TTIC 31250 - An Introduction to the Theory of Machine Learning (Spring 2020)

Avrim Blum

Mon/Wed 3:00-4:20pm, Online

Office hours: email me and we can arrange a time to talk

Course description: This course will cover some of the basic theory underlying machine learning and the process of generalizing from data. We will talk about both the PAC model for batch learning (learning over one set of data with the intent of producing a predictor that performs well on new data) and models for learning from feedback over time (online learning). We will discuss important fundamental concepts including overfitting, uniform convergence, formal notions of Occam's razor, VC-dimension, and regularization, as well as several classic algorithms including the Perceptron algorithm, SVMs, algorithms for combining expert advice, and boosting. We will also discuss limited-feedback (bandit) algorithms, connections between learning and game theory, and formal guarantees on privacy. This will be a proof-oriented course: our focus will be on proving performance guarantees for algorithms that aim to generalize from data as well as understanding what kinds of performance guarantees we can hope to prove.

Prerequisites: The main prerequisite is comfort with a proof-oriented course, having taken some algorithms class, and comfort with basic probabilistic modeling and reasoning. For example, 1000 programs are submitted to a stock-market prediction challenge, and we find that one of those programs has correctly predicted whether the market will go up or down the next week for 10 weeks in a row; should we feel confident that the program is a good one? Comfort with thinking about points and vectors in high-dimensional space is a plus.

Coursework: We will have 5 homework assignments, a small course project (a 4-5 page writeup based on exploring a theoretical idea, or trying some experiments, or reading and explaining a recent research paper), and a take-home final worth 1-2 homeworks. In addition, students will be asked to help with grading one of the assignments.

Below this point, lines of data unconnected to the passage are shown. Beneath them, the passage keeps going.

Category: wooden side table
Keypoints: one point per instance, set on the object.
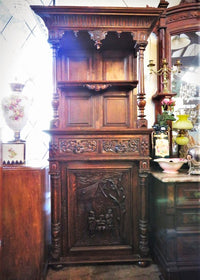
(24, 219)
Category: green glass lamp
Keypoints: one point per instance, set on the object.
(182, 125)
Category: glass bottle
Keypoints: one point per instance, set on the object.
(160, 139)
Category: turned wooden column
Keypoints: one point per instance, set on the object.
(141, 121)
(56, 211)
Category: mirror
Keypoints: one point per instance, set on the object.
(186, 47)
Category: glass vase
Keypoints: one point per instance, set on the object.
(15, 110)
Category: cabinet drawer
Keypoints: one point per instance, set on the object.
(188, 218)
(99, 145)
(188, 247)
(188, 194)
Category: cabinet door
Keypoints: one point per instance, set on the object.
(100, 209)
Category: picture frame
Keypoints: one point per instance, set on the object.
(13, 153)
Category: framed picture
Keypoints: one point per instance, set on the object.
(13, 153)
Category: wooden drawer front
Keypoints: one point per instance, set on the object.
(77, 146)
(188, 247)
(138, 145)
(188, 194)
(188, 218)
(100, 205)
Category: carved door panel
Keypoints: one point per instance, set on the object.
(100, 206)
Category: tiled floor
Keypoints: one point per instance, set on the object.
(105, 272)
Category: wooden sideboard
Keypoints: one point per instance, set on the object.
(175, 213)
(24, 222)
(100, 143)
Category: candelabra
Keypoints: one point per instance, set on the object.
(165, 71)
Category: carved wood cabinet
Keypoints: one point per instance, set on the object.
(175, 225)
(99, 150)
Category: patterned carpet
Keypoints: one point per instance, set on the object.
(105, 272)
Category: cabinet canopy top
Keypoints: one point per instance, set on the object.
(138, 21)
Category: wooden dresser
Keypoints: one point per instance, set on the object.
(24, 222)
(100, 143)
(175, 219)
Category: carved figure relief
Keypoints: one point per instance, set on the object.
(121, 146)
(101, 197)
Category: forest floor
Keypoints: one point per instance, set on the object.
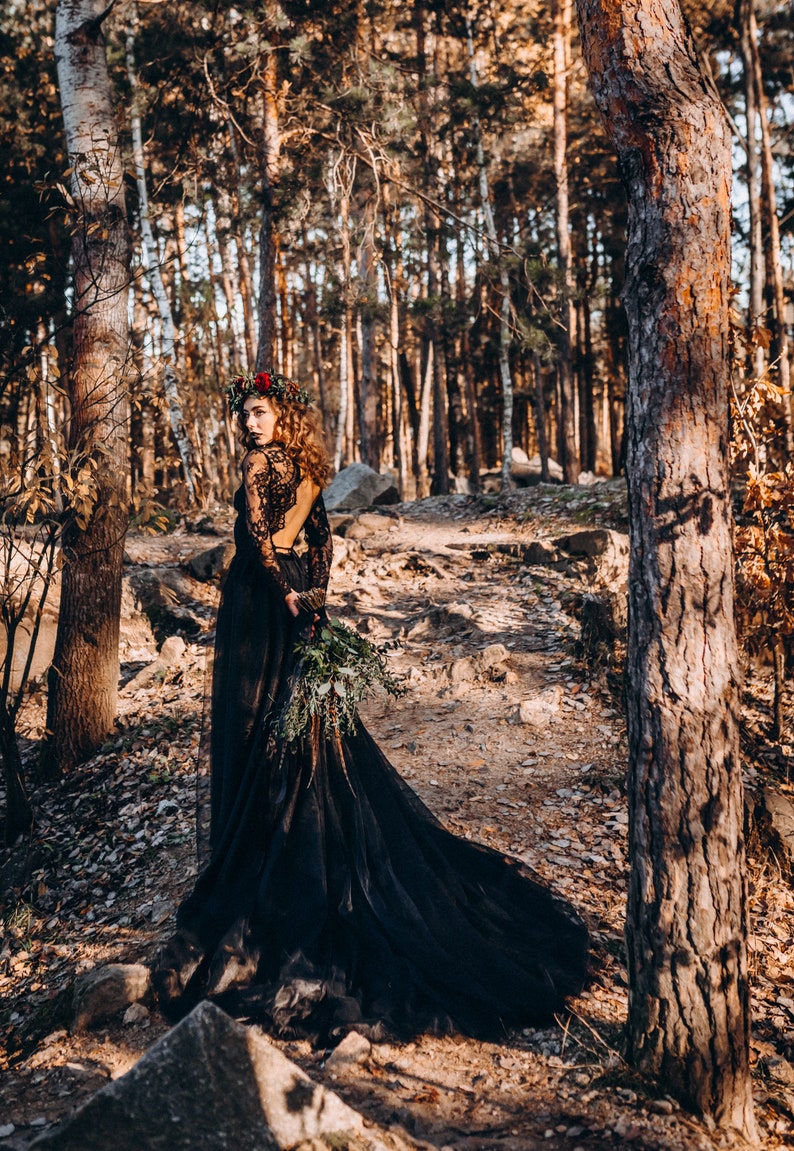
(443, 578)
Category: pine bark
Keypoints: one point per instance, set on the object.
(84, 676)
(184, 447)
(266, 350)
(567, 414)
(688, 1016)
(505, 305)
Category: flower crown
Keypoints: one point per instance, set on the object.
(264, 383)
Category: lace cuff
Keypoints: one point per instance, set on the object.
(257, 480)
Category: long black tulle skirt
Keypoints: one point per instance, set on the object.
(334, 897)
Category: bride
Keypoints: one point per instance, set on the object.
(333, 897)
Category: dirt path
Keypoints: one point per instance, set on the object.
(478, 631)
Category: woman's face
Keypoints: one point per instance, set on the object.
(260, 419)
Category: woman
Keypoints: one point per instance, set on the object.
(333, 897)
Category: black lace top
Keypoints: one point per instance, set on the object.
(272, 479)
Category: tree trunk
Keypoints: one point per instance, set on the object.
(771, 231)
(184, 447)
(540, 409)
(688, 1015)
(18, 813)
(745, 22)
(567, 413)
(84, 676)
(505, 307)
(367, 414)
(266, 350)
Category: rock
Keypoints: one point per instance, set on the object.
(358, 486)
(136, 638)
(166, 596)
(212, 1084)
(172, 653)
(587, 479)
(463, 671)
(494, 655)
(604, 622)
(212, 562)
(340, 523)
(173, 650)
(106, 990)
(605, 550)
(136, 1013)
(527, 470)
(354, 1049)
(376, 523)
(539, 551)
(541, 708)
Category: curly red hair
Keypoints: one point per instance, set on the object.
(299, 428)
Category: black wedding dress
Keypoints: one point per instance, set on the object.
(333, 897)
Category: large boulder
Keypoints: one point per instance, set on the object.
(106, 990)
(211, 563)
(358, 486)
(211, 1084)
(605, 550)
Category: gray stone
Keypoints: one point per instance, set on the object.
(211, 1084)
(173, 650)
(541, 708)
(539, 551)
(605, 550)
(527, 470)
(604, 620)
(212, 562)
(340, 523)
(107, 990)
(494, 655)
(136, 1013)
(358, 486)
(354, 1049)
(378, 523)
(463, 671)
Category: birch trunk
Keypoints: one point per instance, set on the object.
(771, 228)
(748, 51)
(567, 413)
(151, 263)
(505, 309)
(686, 934)
(84, 675)
(266, 350)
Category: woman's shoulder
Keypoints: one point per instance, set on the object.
(262, 457)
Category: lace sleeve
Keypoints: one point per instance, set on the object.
(320, 544)
(257, 479)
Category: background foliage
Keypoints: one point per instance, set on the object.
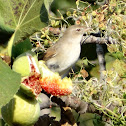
(108, 19)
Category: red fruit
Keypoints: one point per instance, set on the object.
(56, 86)
(30, 85)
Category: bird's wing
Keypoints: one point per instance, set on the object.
(50, 53)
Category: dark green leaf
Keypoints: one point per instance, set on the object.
(9, 83)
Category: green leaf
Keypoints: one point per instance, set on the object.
(20, 48)
(47, 4)
(9, 83)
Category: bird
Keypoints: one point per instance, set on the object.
(61, 56)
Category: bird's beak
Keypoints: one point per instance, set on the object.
(87, 29)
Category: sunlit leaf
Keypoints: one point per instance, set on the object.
(9, 83)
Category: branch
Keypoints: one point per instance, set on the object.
(98, 40)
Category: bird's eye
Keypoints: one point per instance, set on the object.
(78, 29)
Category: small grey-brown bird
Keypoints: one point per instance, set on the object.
(65, 52)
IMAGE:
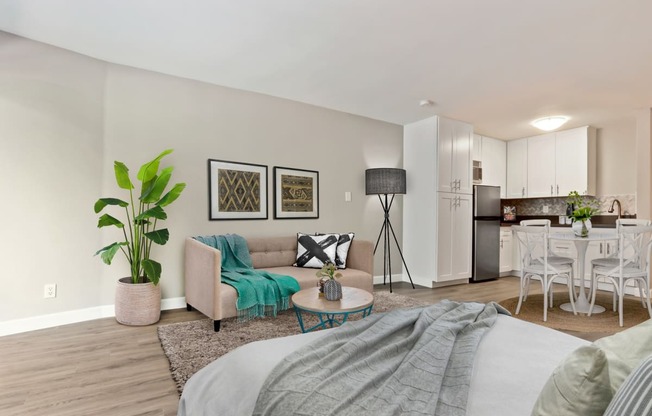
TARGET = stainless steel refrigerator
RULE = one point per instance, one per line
(486, 232)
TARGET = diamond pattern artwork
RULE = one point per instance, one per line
(238, 191)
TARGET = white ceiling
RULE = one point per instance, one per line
(495, 63)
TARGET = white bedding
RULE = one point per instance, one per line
(513, 362)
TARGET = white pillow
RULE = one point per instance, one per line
(316, 250)
(343, 245)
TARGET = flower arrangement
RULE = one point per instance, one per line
(582, 209)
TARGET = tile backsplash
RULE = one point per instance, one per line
(557, 206)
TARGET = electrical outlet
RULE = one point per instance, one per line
(50, 291)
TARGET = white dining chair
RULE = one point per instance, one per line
(632, 263)
(552, 256)
(612, 259)
(536, 264)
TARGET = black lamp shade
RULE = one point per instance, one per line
(384, 181)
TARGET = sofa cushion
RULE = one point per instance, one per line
(272, 251)
(316, 250)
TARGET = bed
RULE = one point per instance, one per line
(513, 361)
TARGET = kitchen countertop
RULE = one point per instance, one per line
(598, 221)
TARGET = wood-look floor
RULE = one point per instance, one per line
(103, 368)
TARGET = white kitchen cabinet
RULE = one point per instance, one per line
(575, 161)
(494, 163)
(541, 166)
(453, 236)
(517, 168)
(477, 147)
(556, 164)
(455, 164)
(437, 225)
(506, 250)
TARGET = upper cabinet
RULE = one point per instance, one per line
(494, 163)
(455, 148)
(541, 165)
(517, 168)
(575, 157)
(556, 164)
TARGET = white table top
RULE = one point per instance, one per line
(594, 235)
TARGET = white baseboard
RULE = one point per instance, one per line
(34, 323)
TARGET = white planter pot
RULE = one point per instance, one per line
(581, 228)
(137, 304)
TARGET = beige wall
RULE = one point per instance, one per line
(51, 121)
(72, 116)
(616, 157)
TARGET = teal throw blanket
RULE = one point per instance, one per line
(260, 293)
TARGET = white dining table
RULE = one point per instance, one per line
(582, 304)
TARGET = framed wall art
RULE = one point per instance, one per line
(236, 191)
(296, 193)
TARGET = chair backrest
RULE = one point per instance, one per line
(635, 246)
(533, 244)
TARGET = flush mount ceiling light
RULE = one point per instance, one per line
(550, 123)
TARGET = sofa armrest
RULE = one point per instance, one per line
(361, 256)
(202, 271)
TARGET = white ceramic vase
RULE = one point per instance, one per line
(581, 228)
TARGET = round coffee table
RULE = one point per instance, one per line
(353, 300)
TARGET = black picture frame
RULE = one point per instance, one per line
(236, 190)
(296, 193)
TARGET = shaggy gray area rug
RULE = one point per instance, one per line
(192, 345)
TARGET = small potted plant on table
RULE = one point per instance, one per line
(583, 210)
(332, 288)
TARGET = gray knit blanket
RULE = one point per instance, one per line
(404, 362)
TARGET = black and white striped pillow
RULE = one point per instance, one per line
(634, 396)
(316, 250)
(343, 245)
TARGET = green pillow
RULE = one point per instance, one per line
(579, 385)
(625, 351)
(634, 397)
(585, 382)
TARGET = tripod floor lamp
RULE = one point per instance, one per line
(385, 182)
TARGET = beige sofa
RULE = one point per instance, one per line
(206, 293)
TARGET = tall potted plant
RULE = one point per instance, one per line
(138, 297)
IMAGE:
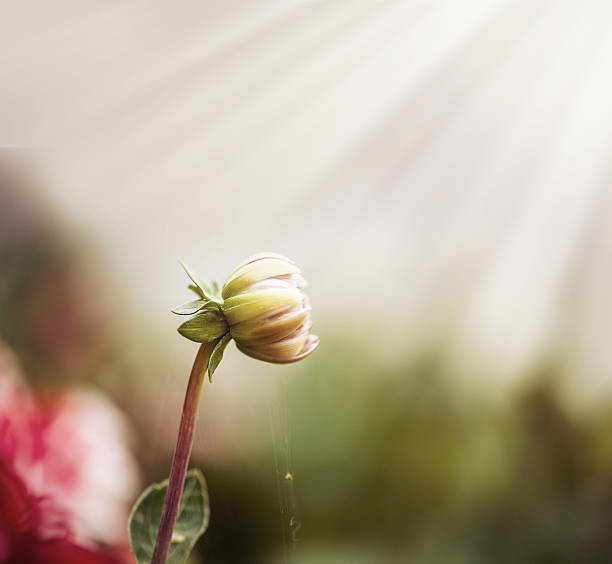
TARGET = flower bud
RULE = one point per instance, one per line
(267, 313)
(261, 306)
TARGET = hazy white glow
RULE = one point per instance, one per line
(453, 153)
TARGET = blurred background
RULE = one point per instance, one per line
(440, 171)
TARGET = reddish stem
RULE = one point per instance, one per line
(182, 453)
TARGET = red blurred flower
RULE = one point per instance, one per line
(22, 538)
(66, 475)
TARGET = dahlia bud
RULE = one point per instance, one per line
(261, 306)
(268, 315)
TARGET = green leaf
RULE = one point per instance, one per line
(192, 520)
(191, 307)
(206, 326)
(217, 354)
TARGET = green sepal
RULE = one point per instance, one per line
(192, 520)
(205, 291)
(197, 290)
(192, 307)
(217, 354)
(204, 327)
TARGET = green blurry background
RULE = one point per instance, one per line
(441, 173)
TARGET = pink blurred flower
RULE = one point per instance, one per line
(70, 453)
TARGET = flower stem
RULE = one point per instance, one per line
(182, 453)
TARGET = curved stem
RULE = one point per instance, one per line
(182, 453)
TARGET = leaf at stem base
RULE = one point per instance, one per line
(192, 520)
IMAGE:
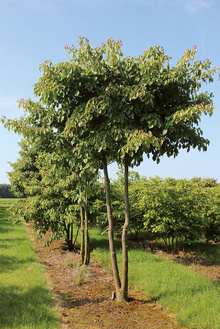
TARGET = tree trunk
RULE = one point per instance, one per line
(115, 270)
(82, 235)
(124, 287)
(86, 234)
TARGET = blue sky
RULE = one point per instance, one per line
(32, 31)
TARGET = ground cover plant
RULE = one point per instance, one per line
(191, 297)
(100, 107)
(24, 299)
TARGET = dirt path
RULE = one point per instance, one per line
(82, 295)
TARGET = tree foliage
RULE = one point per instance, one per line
(101, 107)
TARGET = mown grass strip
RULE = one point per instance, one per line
(194, 300)
(25, 301)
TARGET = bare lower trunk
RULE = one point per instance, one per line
(124, 287)
(86, 234)
(82, 235)
(115, 270)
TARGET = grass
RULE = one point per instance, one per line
(6, 202)
(24, 299)
(193, 299)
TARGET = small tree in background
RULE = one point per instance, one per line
(116, 108)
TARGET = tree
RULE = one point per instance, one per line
(117, 108)
(5, 191)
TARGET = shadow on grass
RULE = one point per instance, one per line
(8, 263)
(25, 308)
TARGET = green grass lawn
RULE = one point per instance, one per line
(25, 301)
(194, 300)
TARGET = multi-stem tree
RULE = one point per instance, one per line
(117, 108)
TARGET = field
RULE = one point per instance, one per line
(24, 298)
(164, 288)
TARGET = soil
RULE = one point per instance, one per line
(82, 295)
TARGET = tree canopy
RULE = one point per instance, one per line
(101, 107)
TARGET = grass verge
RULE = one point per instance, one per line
(193, 299)
(24, 299)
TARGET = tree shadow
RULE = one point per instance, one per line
(9, 263)
(25, 308)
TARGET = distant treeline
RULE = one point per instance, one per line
(5, 191)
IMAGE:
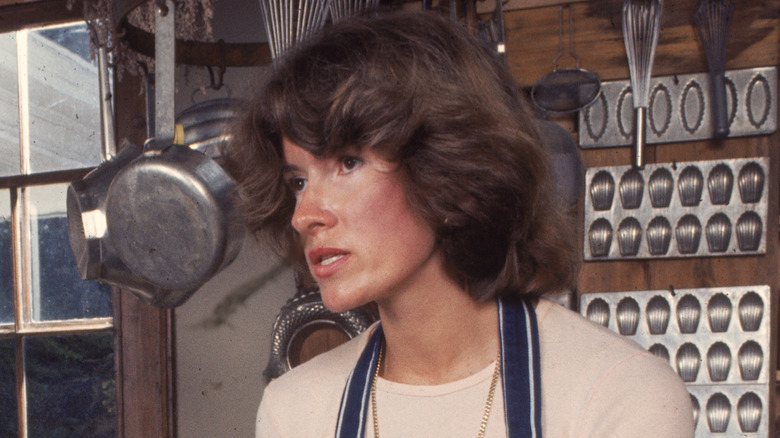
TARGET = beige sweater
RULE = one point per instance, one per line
(595, 384)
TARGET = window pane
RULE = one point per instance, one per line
(58, 290)
(6, 261)
(9, 106)
(71, 389)
(8, 415)
(64, 99)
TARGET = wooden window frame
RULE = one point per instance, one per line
(143, 335)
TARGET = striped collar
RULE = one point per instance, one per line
(520, 375)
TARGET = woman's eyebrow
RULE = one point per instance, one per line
(287, 168)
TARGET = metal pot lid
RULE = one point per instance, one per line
(86, 199)
(170, 218)
(205, 124)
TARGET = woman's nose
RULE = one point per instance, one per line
(312, 212)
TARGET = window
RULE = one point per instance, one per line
(57, 376)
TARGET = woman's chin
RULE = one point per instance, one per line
(339, 302)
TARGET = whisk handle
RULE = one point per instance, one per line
(720, 117)
(640, 136)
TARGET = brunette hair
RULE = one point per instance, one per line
(420, 91)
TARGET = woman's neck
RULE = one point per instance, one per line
(437, 334)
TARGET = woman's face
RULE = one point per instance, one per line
(361, 239)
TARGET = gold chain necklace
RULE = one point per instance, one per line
(488, 403)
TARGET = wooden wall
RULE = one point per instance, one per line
(532, 43)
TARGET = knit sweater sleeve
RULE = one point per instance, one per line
(640, 397)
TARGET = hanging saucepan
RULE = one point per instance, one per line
(171, 219)
(566, 90)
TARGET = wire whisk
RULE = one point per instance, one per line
(641, 27)
(340, 9)
(289, 21)
(713, 20)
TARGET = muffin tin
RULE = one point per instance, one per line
(716, 339)
(685, 209)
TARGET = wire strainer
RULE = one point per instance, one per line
(569, 89)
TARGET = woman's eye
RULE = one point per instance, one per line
(297, 184)
(348, 164)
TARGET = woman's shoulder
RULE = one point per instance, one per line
(596, 382)
(324, 370)
(307, 397)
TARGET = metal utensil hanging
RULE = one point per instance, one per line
(570, 89)
(713, 20)
(641, 27)
(289, 21)
(341, 9)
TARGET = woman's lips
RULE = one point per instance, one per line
(324, 262)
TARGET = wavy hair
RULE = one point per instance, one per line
(420, 91)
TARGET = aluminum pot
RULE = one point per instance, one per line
(171, 220)
(95, 257)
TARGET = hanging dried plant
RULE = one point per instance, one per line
(193, 23)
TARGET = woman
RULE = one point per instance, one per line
(396, 156)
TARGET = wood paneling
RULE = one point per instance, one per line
(147, 396)
(16, 15)
(532, 43)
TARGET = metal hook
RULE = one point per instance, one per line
(162, 7)
(216, 85)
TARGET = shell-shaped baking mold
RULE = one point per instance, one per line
(749, 410)
(751, 311)
(751, 182)
(750, 359)
(658, 350)
(719, 361)
(690, 185)
(627, 316)
(600, 237)
(657, 314)
(718, 232)
(688, 360)
(749, 230)
(719, 313)
(631, 187)
(720, 183)
(725, 360)
(660, 187)
(598, 312)
(730, 219)
(718, 412)
(602, 190)
(658, 235)
(688, 234)
(688, 314)
(629, 236)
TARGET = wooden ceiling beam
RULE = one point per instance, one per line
(15, 14)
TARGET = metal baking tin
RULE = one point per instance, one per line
(684, 209)
(716, 339)
(680, 109)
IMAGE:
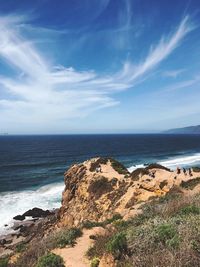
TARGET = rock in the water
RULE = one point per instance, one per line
(37, 212)
(19, 217)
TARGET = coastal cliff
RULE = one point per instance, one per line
(110, 217)
(96, 196)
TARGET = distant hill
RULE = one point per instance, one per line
(185, 130)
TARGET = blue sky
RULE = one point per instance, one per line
(99, 66)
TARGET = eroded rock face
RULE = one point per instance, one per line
(101, 187)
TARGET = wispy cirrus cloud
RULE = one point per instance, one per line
(46, 92)
(173, 73)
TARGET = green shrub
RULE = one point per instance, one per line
(196, 245)
(167, 234)
(50, 260)
(67, 237)
(190, 209)
(196, 169)
(4, 262)
(95, 262)
(117, 245)
(191, 183)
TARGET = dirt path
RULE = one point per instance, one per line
(75, 256)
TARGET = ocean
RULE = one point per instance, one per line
(32, 167)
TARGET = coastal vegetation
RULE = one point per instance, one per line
(135, 220)
(167, 233)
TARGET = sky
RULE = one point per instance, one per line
(99, 66)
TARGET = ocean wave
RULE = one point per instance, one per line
(172, 163)
(14, 203)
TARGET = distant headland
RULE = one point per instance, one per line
(184, 130)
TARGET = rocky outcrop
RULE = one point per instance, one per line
(34, 213)
(99, 188)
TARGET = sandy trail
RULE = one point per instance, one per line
(75, 256)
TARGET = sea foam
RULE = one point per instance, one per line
(14, 203)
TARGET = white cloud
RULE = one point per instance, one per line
(54, 93)
(172, 73)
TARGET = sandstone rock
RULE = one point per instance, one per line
(37, 212)
(19, 218)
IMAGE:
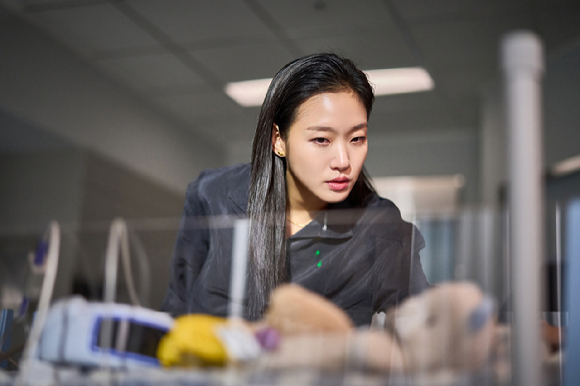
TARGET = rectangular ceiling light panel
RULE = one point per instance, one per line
(388, 81)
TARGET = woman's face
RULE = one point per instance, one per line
(325, 149)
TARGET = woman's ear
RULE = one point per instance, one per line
(278, 145)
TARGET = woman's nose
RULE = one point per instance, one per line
(340, 159)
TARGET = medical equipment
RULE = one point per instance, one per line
(75, 334)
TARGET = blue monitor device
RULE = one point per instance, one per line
(90, 334)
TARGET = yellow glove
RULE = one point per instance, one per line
(193, 342)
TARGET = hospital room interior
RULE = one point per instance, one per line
(109, 109)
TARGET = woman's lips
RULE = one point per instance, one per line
(338, 184)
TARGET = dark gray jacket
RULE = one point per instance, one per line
(363, 260)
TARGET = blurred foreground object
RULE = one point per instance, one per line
(450, 327)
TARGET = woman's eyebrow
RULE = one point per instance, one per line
(332, 130)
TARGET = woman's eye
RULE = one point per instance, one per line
(321, 141)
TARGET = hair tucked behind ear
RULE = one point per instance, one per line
(267, 198)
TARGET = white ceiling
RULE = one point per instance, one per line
(178, 54)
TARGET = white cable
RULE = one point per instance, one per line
(44, 301)
(118, 240)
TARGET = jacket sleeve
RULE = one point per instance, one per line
(190, 251)
(399, 272)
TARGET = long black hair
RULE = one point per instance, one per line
(267, 199)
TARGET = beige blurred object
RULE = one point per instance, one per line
(446, 328)
(295, 310)
(451, 326)
(364, 350)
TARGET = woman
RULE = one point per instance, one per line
(307, 163)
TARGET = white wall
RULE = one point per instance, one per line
(562, 104)
(427, 154)
(561, 118)
(47, 86)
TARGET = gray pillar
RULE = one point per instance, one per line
(522, 61)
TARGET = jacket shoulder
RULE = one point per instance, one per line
(216, 185)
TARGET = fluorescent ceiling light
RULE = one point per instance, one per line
(388, 81)
(248, 93)
(400, 80)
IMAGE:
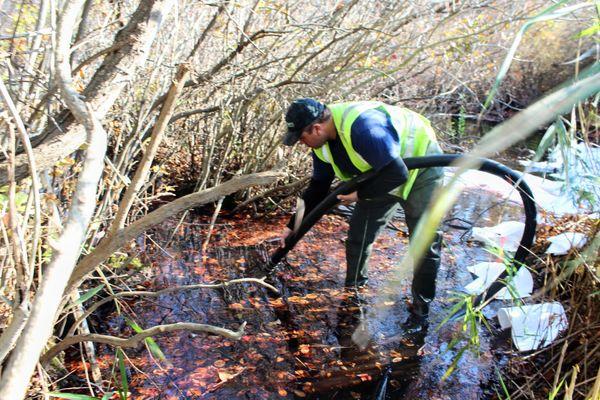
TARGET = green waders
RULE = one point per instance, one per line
(371, 216)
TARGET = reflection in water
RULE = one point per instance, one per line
(299, 344)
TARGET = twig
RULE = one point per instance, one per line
(136, 339)
(95, 306)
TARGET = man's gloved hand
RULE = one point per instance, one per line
(348, 198)
(284, 235)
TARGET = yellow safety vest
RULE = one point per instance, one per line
(414, 130)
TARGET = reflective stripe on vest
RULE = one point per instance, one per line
(414, 132)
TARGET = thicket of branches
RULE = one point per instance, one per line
(109, 107)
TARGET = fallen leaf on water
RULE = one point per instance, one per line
(298, 300)
(225, 375)
(364, 377)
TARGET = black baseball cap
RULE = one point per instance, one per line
(300, 114)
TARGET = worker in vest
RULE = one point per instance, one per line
(350, 138)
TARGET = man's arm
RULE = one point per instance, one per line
(376, 140)
(390, 176)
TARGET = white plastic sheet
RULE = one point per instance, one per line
(563, 243)
(533, 326)
(506, 235)
(487, 272)
(548, 195)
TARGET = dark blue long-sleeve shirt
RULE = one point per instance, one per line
(378, 143)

The course project is due on the day of the last class, and the take-home final will be made available then and can be taken at your convenience during finals week.

Homeworks

Homework 1.
Homework 2.
Homework 3.
Homework 4.
Homework 5.
Course Project: Due June 3.
Take-home final: due 24 hours after you begin, or on June 12, whichever is earlier.

Lecture Notes and Tentative Plan

04/06: Introduction. The PAC model, Overfitting, and Occam's razor. See also Sections 5.1-5.3 of BHK.
04/08: Online Learning: Mistake-Bounds, Combining Experts, Multiplicative Weights, Regret Minimization. See also 5.5.1, 5.5.2, and 5.7 of BHK and 4.1-4.3 of this book chapter.
04/13: The Perceptron Algorithm, Margins, and intro to Kernels. See also Sections 5.5.3, 5.5.4, and 5.6 of BHK.
04/15: Support Vector Machines. See also this Tutorial on SVMs and kernel methods by Hofmann, Scholkopf, and Smola.
04/20: Uniform Convergence and VC-Dimension I. See also Section 5.9 of BHK.
04/22: Uniform Convergence and VC-Dimension II. See also Section 5.9 of BHK.
04/27: Rademacher Bounds. See also the monograph by Bousquet, Boucheron, and Lugosi.
04/29: Boosting. See also Section 5.10 of BHK.
05/04: Statistical Query Model I. Here is a recent tutorial.
05/06: Statistical Query Model II. For more recent developments, see this paper of Vitaly Feldman.
05/11: Computational Hardness Results for Learning.
05/13: Learning and Game Theory I. [end at 4:00pm]
05/18: Learning and Game Theory II: Book Chapter on Learning, Regret Minimization, and Equilibria. [start at 3:30]
05/20: Bandit algorithms.
05/27: Learning Finite-State Environments.
06/01: Class cancelled today.
06/03: Differential Privacy and Learning. [Course projects due today]

The take-home final will be made available starting 06/03.

Recommended texts/readings:

A. Blum, J. Hopcroft, and R. Kannan, Foundations of Data Science (Chapter 5). Called "BHK" above.
S. Shalev-Shwartz and S. Ben-David, Understanding Machine Learning: From Theory to Algorithms
O. Bousquet, S. Boucheron, and G. Lugosi, Introduction to Statistical Learning Theory.